More Dennis Hopper Madness

In the email exchange with me about Dennis Hopper at our private Web discussion group, Robert Kennedy mentioned that Hopper's career tanked between The American Dreamer/The Last Movie (both 1971) and David Lynch tapping him for the iconic Frank Booth role in Blue Velvet (1986). It is kind of true - no one was hiring him to direct - but there is another way of looking at those 15 years, as I mentioned when I responded:

Dennis's career between The American Dreamer and Blue Velvet includes some interesting gigs: Apocalypse Now, of course, and later Rumble Fish with Coppola again; The American Friend for Wim Wenders, and some other, very obscure European films; The Osterman Weekend for Sam Peckinpah; The Other Side of the Wind for Orson Welles; O.C. and Stiggs for Robert Altman; Henry Jaglom's Vietnam vet psychodrama Tracks; another post-Vietnam oddity, The American Way aka Riders of the Storm; the Australian outlaw biopic Mad Dog Morgan; James Frawley's stoner western Kid Blue; rock star Neil Young's indie comedy Human Highway; the punk rock drama White Star; and Tim Hunter's River's Edge, which was shot around the same time as Blue Velvet. My favorite IMDB description of a Hopper film during this period is that of Silvio Narizzano's Bloodbath (1979):

Chicken [Hopper], a desperate hippie junkie living in a small Spanish village, is finding it difficult to separate fantasy and reality. This isn't helped by the villagers practising magic and child sacrifice, or his involvement with a group of boozy ex-patriots lost in their own dreams and regrets.
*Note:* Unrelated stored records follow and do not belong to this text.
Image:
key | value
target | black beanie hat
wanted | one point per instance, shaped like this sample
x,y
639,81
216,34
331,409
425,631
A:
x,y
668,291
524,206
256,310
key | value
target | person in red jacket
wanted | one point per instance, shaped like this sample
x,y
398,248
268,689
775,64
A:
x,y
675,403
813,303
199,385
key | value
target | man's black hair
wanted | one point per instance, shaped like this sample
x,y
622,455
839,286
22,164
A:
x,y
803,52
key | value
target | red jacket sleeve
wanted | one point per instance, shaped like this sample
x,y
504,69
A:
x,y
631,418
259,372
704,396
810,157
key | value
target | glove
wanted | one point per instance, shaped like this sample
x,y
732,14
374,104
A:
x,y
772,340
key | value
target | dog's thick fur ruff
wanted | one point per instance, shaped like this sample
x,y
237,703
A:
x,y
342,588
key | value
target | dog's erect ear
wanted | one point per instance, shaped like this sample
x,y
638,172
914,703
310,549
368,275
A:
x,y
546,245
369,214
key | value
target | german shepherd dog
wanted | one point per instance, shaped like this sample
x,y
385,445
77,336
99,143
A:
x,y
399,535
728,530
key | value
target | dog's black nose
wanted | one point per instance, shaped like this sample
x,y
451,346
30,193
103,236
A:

An IMDB commenter adds, "Hopper as Chicken hallucinates frequently, mumbles, rambles, freaks out, shoots up, makes love, quotes Hassan I Sabbah, and terrorises a poor girl by breaking a raw egg in her face and making her sing 'Shortening Bread.' Yup, it's that good."

Hopper's one shot at directing at this time came about by accident, when the original director of Out of the Blue, Leonard Yakir, was fired early in the shoot, and Hopper, on location as an actor in the production, was able to step in. Naturally, he rewrote the whole script.

After a 1983 screening of Out of the Blue in Houston, an inebriated Hopper transported the audience by school buses to a local speedway where he performed and somehow survived the "Russian Dynamite Death Chair Act." There is footage of this, that includes Terry Southern and Wim Wenders who were on hand for the excitement:

http://www.dangerousminds.net/comments/dennis_hopper_and_his



The detail about the school buses is reminiscent of Andy Kaufman's famous use of 20 buses to take the audience for his April, 1979 Carnegie Hall show out for milk and cookies afterwards. I can't help but think that the violent nature of this Hopper Happening must have been an inspiration to the Jackass crew. Hopper expressed pride that he didn't shit his pants during the stunt.

So one thing that you cannot say about Dennis Hopper in this time-frame is that he ceased to be counter-cultural; he kept it up longer than most, and was kind of a go-to guy for crazy projects.